Si bien la globalización hace más eficientes las economías y ha contribuido a sacar a millones de personas de la pobreza, ha generado también una clase de ciudadanos rezagados. En las democracias occidentales, se trata fundamentalmente de obreros industriales que perdieron sus puestos por el desplazamiento de la producción a países con menores costos laborales, y de trabajadores poco calificados en los sectores de servicios que han visto una presión a la baja de sus salarios en términos reales.
No son pocos los economistas que coinciden en que se pudo haber manejado la globalización de otra manera. Pesos pesados como Jeffrey Frankel y Joseph Stiglitz han demandado por años medidas para compensar a los perdedores del sistema. Sin embargo, esas medidas no han tenido el impulso debido y el costo se está sintiendo en las cabinas de votación, donde los olvidados por la globalización han dejado en claro su enfado en años recientes. El populismo de derecha, con su mensaje anticosmopolita y anti-establishment está claramente en alza en Europa y Estados Unidos.
En junio pasado, los británicos votaron en un referendo a favor de salir de la Unión Europea. Según Italo Colantone y Piero Stanig de la Universidad Bocconi, el ‘brexit’ ganó en las zonas del país más afectadas por la globalización, aquellas regiones en las que la competencia de países como China ha desplazado a los trabajadores industriales. En Estados Unidos, las encuestas muestran que el núcleo duro de votantes de Donald Trump está constituido por hombres blancos sin educación universitaria que no han podido mantenerse competitivos en la economía global. En Francia, la extrema derecha de Marine Le Pen lidera las encuestas con miras a las presidenciales del 2017 y en Alemania, un nuevo partido euroescéptico y antiinmigración podría convertirse en la segunda fuerza en las elecciones del año próximo.

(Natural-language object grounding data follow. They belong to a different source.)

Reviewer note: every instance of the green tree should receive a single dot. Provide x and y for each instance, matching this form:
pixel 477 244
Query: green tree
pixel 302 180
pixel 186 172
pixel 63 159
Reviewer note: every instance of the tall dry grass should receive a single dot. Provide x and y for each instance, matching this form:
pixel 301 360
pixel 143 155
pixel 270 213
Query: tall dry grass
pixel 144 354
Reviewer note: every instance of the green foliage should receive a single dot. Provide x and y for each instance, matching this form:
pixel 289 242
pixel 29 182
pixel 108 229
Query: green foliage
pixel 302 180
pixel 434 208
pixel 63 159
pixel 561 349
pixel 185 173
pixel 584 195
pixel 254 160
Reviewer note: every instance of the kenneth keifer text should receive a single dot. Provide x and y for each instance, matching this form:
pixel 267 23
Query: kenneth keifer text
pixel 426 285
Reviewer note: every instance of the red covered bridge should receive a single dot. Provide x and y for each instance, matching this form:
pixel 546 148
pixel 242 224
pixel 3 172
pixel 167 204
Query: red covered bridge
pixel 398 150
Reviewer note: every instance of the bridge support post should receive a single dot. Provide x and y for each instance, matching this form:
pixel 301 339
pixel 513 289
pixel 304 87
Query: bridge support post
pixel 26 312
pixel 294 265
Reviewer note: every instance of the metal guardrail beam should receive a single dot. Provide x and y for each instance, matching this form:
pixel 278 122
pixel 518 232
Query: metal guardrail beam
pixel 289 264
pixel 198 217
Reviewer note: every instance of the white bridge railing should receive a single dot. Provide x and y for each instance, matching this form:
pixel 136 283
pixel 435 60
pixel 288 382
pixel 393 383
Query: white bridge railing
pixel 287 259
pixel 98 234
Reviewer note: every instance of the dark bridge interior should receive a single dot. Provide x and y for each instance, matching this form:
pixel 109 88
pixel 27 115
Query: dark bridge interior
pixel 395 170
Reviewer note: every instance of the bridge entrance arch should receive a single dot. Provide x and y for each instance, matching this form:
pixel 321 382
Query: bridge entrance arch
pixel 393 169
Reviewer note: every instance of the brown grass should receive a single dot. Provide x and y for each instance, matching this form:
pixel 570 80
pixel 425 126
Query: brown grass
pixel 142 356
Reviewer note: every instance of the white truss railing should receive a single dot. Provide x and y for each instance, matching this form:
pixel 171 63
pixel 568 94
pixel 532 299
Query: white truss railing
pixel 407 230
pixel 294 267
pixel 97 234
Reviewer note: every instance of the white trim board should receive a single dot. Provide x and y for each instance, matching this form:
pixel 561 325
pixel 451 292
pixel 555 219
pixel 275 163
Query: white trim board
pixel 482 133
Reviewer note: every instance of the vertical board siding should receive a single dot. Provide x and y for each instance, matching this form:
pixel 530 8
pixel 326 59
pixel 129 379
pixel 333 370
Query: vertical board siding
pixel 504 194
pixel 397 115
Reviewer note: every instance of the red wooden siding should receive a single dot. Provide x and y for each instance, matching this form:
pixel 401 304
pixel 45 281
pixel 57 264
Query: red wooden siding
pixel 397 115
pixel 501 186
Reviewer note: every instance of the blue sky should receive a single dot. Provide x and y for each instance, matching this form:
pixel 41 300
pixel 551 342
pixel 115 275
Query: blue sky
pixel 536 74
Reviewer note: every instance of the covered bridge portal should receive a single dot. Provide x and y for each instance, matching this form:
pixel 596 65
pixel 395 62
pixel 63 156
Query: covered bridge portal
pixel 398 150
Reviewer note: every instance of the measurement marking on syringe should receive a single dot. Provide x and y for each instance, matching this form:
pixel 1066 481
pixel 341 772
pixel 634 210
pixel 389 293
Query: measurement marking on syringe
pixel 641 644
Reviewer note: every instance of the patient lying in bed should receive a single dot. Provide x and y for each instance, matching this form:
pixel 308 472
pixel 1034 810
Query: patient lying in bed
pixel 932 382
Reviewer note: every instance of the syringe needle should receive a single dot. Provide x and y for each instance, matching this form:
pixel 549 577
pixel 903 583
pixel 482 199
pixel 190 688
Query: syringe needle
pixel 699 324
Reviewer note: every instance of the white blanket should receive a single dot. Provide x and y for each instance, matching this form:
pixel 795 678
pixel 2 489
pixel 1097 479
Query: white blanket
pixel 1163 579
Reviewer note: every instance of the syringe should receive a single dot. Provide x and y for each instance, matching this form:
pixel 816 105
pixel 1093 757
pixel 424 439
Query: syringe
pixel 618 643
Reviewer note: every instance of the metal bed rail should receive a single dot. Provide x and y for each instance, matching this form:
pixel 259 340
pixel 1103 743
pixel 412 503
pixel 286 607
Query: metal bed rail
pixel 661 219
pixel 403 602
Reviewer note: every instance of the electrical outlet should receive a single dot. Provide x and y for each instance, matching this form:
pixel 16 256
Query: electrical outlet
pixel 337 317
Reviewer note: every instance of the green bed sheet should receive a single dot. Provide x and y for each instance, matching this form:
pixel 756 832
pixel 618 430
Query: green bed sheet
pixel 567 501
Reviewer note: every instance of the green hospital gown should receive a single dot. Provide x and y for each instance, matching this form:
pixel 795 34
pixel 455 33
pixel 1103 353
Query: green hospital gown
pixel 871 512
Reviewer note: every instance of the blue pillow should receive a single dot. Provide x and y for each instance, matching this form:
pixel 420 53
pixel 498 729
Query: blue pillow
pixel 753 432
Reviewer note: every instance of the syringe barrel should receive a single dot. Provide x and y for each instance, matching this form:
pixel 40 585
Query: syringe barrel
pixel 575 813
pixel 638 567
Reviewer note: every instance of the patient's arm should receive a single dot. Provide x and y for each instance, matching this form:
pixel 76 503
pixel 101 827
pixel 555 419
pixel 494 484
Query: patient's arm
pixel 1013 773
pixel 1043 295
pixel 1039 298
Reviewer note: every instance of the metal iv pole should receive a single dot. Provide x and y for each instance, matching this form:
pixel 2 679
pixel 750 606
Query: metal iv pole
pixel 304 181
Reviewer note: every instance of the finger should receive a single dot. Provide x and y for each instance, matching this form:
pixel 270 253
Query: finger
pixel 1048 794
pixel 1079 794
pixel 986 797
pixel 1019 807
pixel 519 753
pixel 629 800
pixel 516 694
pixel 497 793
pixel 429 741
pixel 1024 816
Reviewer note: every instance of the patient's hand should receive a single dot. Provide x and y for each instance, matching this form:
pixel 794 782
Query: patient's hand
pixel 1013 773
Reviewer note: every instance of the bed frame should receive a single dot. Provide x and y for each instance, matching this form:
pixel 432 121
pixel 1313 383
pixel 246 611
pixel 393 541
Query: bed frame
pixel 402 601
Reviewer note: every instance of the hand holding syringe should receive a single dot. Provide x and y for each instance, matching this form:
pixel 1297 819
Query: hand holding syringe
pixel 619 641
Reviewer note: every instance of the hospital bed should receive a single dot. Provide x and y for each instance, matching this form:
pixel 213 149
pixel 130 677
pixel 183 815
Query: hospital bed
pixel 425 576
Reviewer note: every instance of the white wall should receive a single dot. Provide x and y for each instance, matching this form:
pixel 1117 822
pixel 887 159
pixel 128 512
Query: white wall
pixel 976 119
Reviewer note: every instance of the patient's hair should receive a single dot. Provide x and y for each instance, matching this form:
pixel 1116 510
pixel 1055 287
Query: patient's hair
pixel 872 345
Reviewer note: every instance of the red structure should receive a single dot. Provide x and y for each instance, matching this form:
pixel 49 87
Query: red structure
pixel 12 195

La incapacidad de los políticos de los dos lados del Atlántico de hacer una globalización más inclusiva pone en cuestión los cimientos mismos de este proyecto. Los populistas antes mencionados se presentan con un programa nacionalista, ya sea en el terreno económico, en el cultural o en el debate sobre la inmigración. Pero ese no es el único problema. Occidente enfrenta el enorme desafío antiliberal del terrorismo islamista y del gobierno de Vladimir Putin. Ante esas amenazas se requiere una defensa unánime de la cultura de la libertad y la tolerancia. Pero en vez de eso, tenemos sociedades cada vez más polarizadas en las que los ganadores de la globalización acogen el discurso de lo cosmopolita y los perdedores pregonan el regreso a la tribu. Los dilemas irresueltos de las últimas tres décadas han debilitado a Occidente frente a los grandes desafíos del presente.
El semanario británico “The Economist” tiene razón en que la principal división política actual es entre sociedades abiertas y cerradas, más que entre izquierda y derecha. En las democracias occidentales, los defensores de la sociedad abierta no están ganando ni el debate ideológico, ni los corazones de sus ciudadanos. Se vienen tiempos turbulentos.